Tra le tre americane che faranno parte del primo gruppo di ostaggi rilasciati da Hamas nell’ambito dell’accordo annunciato ieri, vi sarà Abigail Mor Idan, la bambina di 3 anni rapita durante l’attacco del 7 ottobre durante il quale i suoi genitori sono stati uccisi da Hamas. Lo rendono noto fonti americane che specificano che venerdì sarà il compleanno della piccola.

In un’intervista rilasciata nei giorni scorsi a Nbcnews, Liz Hirsh Naftali, una prozia di Abigail, ha raccontato come la bambina fosse in braccio al padre quando un miliziano di Hamas lo ha ucciso. La bimba poi era fuggita nella casa della famiglia dei vicini che l’avevano riparata con loro nel rifugio anti-bombe. “L’ultima cosa che sappiamo che è qualcuno ha visto i terroristi prendere questa madre, i suoi tre figli e Abigail e portarli fuori dal kibbutz”, ha aggiunto la donna.

*Accordo su ostaggi sarà ripetuto a fine mese

L’accordo tra Israele e Hamas per la liberazione di 50 ostaggi detenuti a Gaza in cambio del rilascio di 150 prigionieri palestinesi sarà ripetuto alla fine di questo mese. Lo scrivono i media israeliani citando un funzionario palestinese. Il funzionario, che ha parlato a condizione di anonimato, ha detto che ciò significherebbe il rilascio totale di 100 delle circa 240 persone sequestrate da Hamas nell’attacco del 7 ottobre.

*Biden: accordo ostaggi conferma mia strategia

“L’accordo è la dimostrazione dell’instancabile diplomazia e determinazione di molti esponenti del governo americano impegnati a far tornare gli americani a casa”. Esprime così, nero su bianco, Joe Biden, la soddisfazione per il fatto che l’accordo raggiunto per il rilascio di 50 ostaggi in mano di Hamas, tra i quali tre americani, sia una chiaro segnale che la sua strategia verso il conflitto tra Israele e Hamas sta funzionando.

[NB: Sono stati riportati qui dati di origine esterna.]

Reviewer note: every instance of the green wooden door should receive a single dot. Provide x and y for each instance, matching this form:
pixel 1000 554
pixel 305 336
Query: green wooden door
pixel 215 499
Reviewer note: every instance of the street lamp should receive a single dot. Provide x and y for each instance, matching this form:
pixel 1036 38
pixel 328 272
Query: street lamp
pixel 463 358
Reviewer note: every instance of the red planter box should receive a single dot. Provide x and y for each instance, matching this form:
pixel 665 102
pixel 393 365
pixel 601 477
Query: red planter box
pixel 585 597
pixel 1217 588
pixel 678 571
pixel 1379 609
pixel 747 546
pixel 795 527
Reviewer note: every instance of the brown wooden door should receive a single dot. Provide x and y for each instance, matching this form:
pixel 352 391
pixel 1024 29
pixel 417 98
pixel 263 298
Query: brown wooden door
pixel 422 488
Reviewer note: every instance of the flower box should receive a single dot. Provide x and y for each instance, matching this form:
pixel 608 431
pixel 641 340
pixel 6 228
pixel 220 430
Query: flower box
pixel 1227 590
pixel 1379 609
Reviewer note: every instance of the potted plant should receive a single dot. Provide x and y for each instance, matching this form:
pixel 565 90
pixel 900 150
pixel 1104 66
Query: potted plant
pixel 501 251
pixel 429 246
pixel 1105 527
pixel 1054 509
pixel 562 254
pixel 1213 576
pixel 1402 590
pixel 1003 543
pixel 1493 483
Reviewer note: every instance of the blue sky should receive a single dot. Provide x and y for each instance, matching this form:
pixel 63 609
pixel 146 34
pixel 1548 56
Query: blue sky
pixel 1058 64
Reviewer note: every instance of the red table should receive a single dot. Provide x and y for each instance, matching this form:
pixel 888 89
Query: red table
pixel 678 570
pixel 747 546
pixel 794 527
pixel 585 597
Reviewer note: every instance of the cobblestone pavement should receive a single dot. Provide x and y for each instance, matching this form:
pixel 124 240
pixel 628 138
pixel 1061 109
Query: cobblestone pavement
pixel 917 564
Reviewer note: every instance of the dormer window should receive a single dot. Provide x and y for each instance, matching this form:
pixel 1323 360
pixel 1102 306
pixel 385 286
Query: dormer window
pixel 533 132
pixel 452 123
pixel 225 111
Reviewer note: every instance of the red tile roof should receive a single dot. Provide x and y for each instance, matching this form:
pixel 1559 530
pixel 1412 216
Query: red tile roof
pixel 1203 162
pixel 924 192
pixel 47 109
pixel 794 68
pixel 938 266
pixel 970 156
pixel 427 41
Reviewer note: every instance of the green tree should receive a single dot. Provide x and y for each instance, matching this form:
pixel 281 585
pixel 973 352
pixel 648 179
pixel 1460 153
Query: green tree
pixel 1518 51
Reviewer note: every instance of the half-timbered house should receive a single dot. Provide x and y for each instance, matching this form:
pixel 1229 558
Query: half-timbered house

Dicendosi «straordinariamente grato» per il fatto gli ostaggi che «hanno sopportato settimane di prigionia ed un’indicibile sofferenza», possano tornare alle loro famiglie, il presidente americano ringrazia poi «lo sceicco Tamim bin Hamad Al-Thani del Qatar e il presidente egiziano Abdel-Fattah El-Sisi per la loro cruciale leadership e partnership per raggiungere questo accordo».

Ed apprezza «l’impegno del primo ministro Benjamin Netanyahu e il suo governo nel sostenere un’estesa pausa per assicurare che l’accordo possa essere applicato in pieno e possano essere portati aiuti umanitari per alleviare la sofferenza delle famiglie palestinesi innocenti a Gaza». Soddisfazione è stana anche espressa dall’Unione Europea e da gran parte della comunità internazionale.

*Guterres: “Accordo ostaggi è un passo nella giusta direzione, molto altro deve essere fatto”

Il segretario generale dell’Onu, Antonio Guterres, accoglie con favore l’accordo raggiunto da Israele e Hamas, con la mediazione del Qatar ed il sostegno di Egitto e Stati Uniti, definendolo “un passo importante nella giusta direzione, ma molto altro deve essere fatto”. Lo fa sapere il portavoce di Guterres, Farhan Haq, assicurando che “le Nazioni Unite mobiliteranno tutte le loro capacità per sostenere l’attuazione dell’accordo e massimizzare l’impatto positivo sulla situazione umanitaria a Gaza”.

*Putin: «Dobbiamo pensare a come mettere fine alla tragedia in Ucraina»

La guerra in Ucraina è una «tragedia» e occorre pensare a come «mettervi fine». Lo ha detto il presidente russo Vladimir Putin intervenendo in videoconferenza al vertice del G20. La Russia – dice il presidente russo – non ha mai rifiutato i colloqui di pace sull’Ucraina.